Si Dionisio de Alejandría hubiese logrado extirpar el libro del Apocalipsis de la Biblia, no tendríamos un sustento material en donde encontrar la profecía del retorno del elegido. Este obispo sospechaba que el evangelio del fin de los tiempos de Juan era una excusa para situar el reino de Jesús en la Tierra, y con ello, aceptar los placeres de la carne como propios de la Fe. Pero estas páginas sobrevivieron a las luchas doctrinarias, y sus vaticinios fueron ciertos; Diego apareció en la faz de la Tierra entre los siete sellos y las trompetas, como un fulgor celestial que nos señaló el término de una era, en medio de revoluciones armadas, sangrientas masacres, usurpaciones territoriales, armas de destrucción masiva, hambrunas, pestes y todo tipo de brutalidades propias del final del segundo milenio. El 10 trajo consigo una señal: una mano divina probaría su ascendencia, conectándonos con la idea del Edén y con una dimensión de la existencia en la que Constantino habría acertado al hacer de la culpa un culto sagrado.
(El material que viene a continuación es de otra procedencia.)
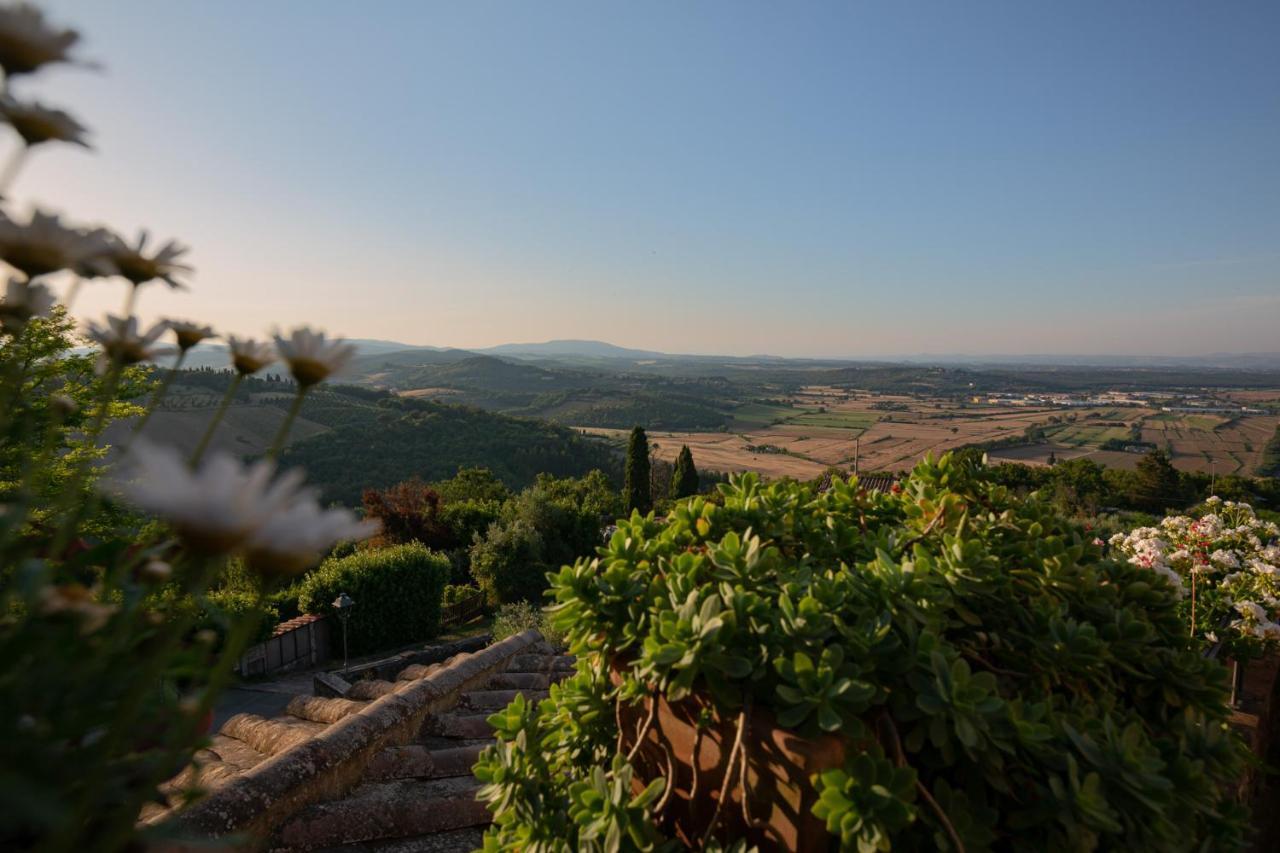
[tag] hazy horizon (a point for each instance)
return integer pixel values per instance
(828, 181)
La metáfora de “Los siete sellos” se materializó en el potrero de “Las Siete Canchitas” de Fiorito, inhóspito incubadero de un artista y mariscal de guerra único en su clase. La pasión del Diego comenzaba a curtirse en cada juego con el balón, el que se mantenía botando en su pie como si de eso dependiera la salvación de la especie. Su devoción tipo Edipo a su madre lo forjó como un Pater Protectum, un vaticinio de aquel justiciero que estaba predestinado a vengar a los mártires de las Malvinas, y erigirse como una deidad viva para sus compatriotas. Maradona parecía como salido de un cuento no escrito, un héroe inimaginado que sintetizaba el caos creativo de los fractales en una realidad futbolística irrepetible y eterna.
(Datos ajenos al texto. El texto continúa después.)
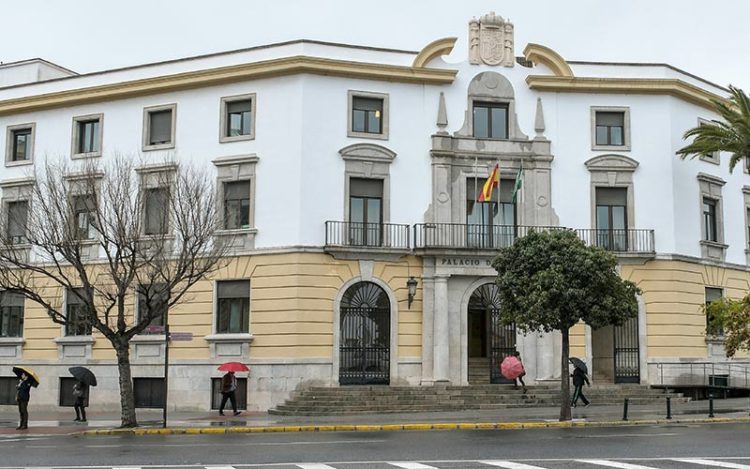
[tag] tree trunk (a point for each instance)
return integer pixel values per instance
(564, 378)
(127, 398)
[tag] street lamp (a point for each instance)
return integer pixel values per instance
(411, 288)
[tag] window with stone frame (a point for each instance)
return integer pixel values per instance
(233, 307)
(156, 211)
(236, 205)
(11, 314)
(17, 220)
(713, 294)
(76, 322)
(710, 226)
(490, 120)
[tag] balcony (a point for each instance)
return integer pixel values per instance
(462, 236)
(358, 237)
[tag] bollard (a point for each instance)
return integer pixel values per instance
(669, 408)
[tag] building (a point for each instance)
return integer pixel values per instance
(352, 175)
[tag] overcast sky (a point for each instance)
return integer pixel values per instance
(707, 38)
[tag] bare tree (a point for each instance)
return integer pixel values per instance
(101, 233)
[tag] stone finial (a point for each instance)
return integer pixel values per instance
(491, 41)
(442, 121)
(539, 120)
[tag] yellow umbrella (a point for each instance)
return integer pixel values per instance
(19, 370)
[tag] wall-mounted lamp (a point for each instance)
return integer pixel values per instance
(411, 288)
Sin embargo, una dimensión paralela de la existencia destruía las conexiones cristianas de Maradona y lo transportaban a otra realidad mística. Sus gestas sobre un campo desafiaron todo intento racional de atrapar la realidad, necesitaron de nuevas palabras para decirse porque provinieron de esa locura que amenaza los límites de lo que se cree seguro. El genio del Diego solo es entendible si lo asociamos a la “libertad del creador”, que se origina a partir de un ser que pone en riesgo lo conocido para inventar nuevos mundos. Con su estilo, Maradona reinventó el lenguaje futbolístico y lo llevó hacia la expresión más hermosa que ha alcanzado este deporte. Lejos de la idea platónica y su identificación con lo bello, el Diego está en el terreno de lo sensible: es un Dios que crea y destruye, amoral, una divinidad dionisíaca que afirma el devenir incluso en su aspecto más terrible. El desenfreno maradoniano, el frenesí de su juego, la divinidad de esa zurda, la contextura de sus piernas, inevitablemente nos llevan a pensar en el origen de Dionisio, cuyo embrión fue incubado en el muslo de Zeus luego de que este hubo carbonizado a su Madre, la mortal Hera. Poseído por sus raíces divinas, que brotaron de los inexplicables orígenes de su genio, los dioses paganos que inspiraron los cultos de todos los rincones del planeta, observaron sonrientes el frenesí de su futurista reflejo y, entre ellos, Apolo y Dionisio, proclaman eternamente su ascendencia en el 10, esperando el momento en que su recuerdo deje el mundo terrenal y se encuentre con su simbólica inmortalidad.